Она села за компьютер. От выплаканных, а еще пуще от невыплаканных слез у нее было странное состояние тоски и пустоты. Она смотрела на клавиатуру и не видела ее. Бесчетнов, не сводивший с нее глаз, понял – что-то не так. Но по опыту знал, что Наташа вряд ли расскажет о причинах такого своего состояния. Надо было подождать, а потом попробовать ее развеселить.
Бесчетнов раздал практиканткам задания: двоих отправил в соседний кабинет звонить по телефонам, одной предложил пойти сделать опрос про самые памятные новогодние подарки.
– Да ну… – сомневалась девчонка. – Разве это интересно?..
– Ты что? – удивился Бесчетнов. – Еще как. Пусть люди расскажут тебе истории. Наташ, вот у тебя есть какой-нибудь самый памятный новогодний подарок? Наташ…
– А?.. – тут Наташа поняла, о чем ее спрашивают. – Самый памятный… – Она ощутила под свитером того динозаврика, но поняла, что не в силах об этом рассказать: – Есть, наверное…

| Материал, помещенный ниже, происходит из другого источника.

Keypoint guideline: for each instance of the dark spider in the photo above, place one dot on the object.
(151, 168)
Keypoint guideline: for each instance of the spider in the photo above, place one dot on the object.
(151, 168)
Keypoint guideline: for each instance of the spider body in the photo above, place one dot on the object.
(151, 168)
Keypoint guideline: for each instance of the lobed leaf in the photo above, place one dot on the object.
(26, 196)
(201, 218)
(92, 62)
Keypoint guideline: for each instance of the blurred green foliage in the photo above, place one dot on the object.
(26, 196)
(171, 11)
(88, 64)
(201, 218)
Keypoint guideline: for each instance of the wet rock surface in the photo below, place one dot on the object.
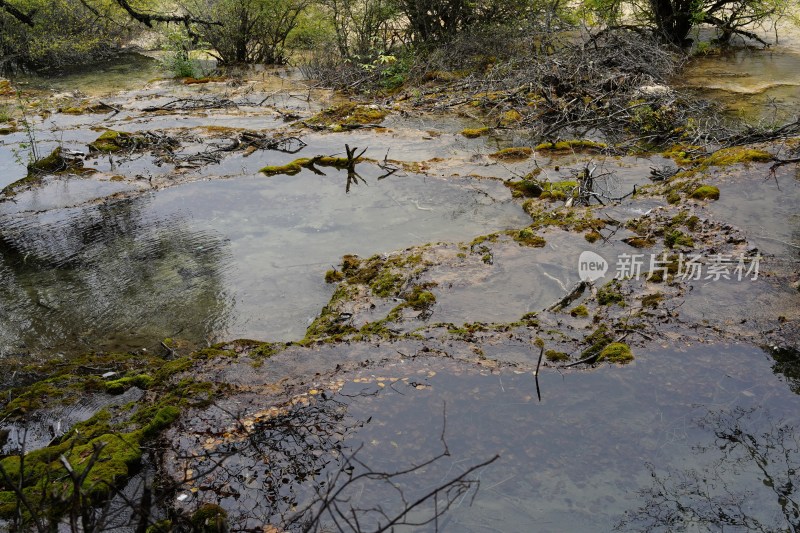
(419, 301)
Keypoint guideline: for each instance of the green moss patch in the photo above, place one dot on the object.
(611, 293)
(516, 153)
(571, 146)
(346, 116)
(528, 237)
(616, 352)
(556, 356)
(297, 165)
(705, 192)
(115, 141)
(580, 310)
(559, 190)
(525, 188)
(737, 155)
(474, 133)
(677, 238)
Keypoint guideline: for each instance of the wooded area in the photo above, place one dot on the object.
(37, 34)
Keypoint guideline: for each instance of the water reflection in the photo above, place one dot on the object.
(107, 277)
(751, 485)
(787, 362)
(243, 257)
(579, 460)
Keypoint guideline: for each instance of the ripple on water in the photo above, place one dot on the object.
(613, 446)
(243, 257)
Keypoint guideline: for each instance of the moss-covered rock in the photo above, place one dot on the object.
(610, 293)
(525, 188)
(577, 145)
(515, 153)
(118, 386)
(616, 352)
(345, 116)
(676, 237)
(579, 311)
(559, 190)
(528, 237)
(474, 133)
(556, 356)
(737, 155)
(299, 164)
(705, 192)
(333, 276)
(210, 518)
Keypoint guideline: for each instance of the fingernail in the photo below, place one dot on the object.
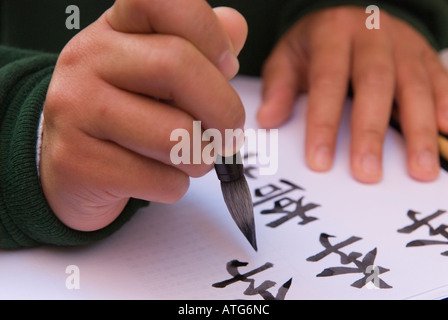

Бесчетнова удивил ее потухший вид – обычное такие темы были ее коньком. «Что это с ней?» – подумал Бесчетнов, рассказал практикантке историю про то, как ему однажды на новый год по пьянке подарили пистолет, который он потом так же по пьянке потерял, и отослал ее на улицу, велев без пяти хороших историй – одна смешная, одна грустная, одна трогательная, одна от ребенка, и одна от бабушки с мудрыми глазами – не приходить. Практикантка ушла. Бесчетнов надеялся, что она все же вернется до нового года, хотя обычно практиканты, не сумев выполнить задание, пропадали на неделю-полторы – может, надеялись, что начальник забудет, о чем была речь?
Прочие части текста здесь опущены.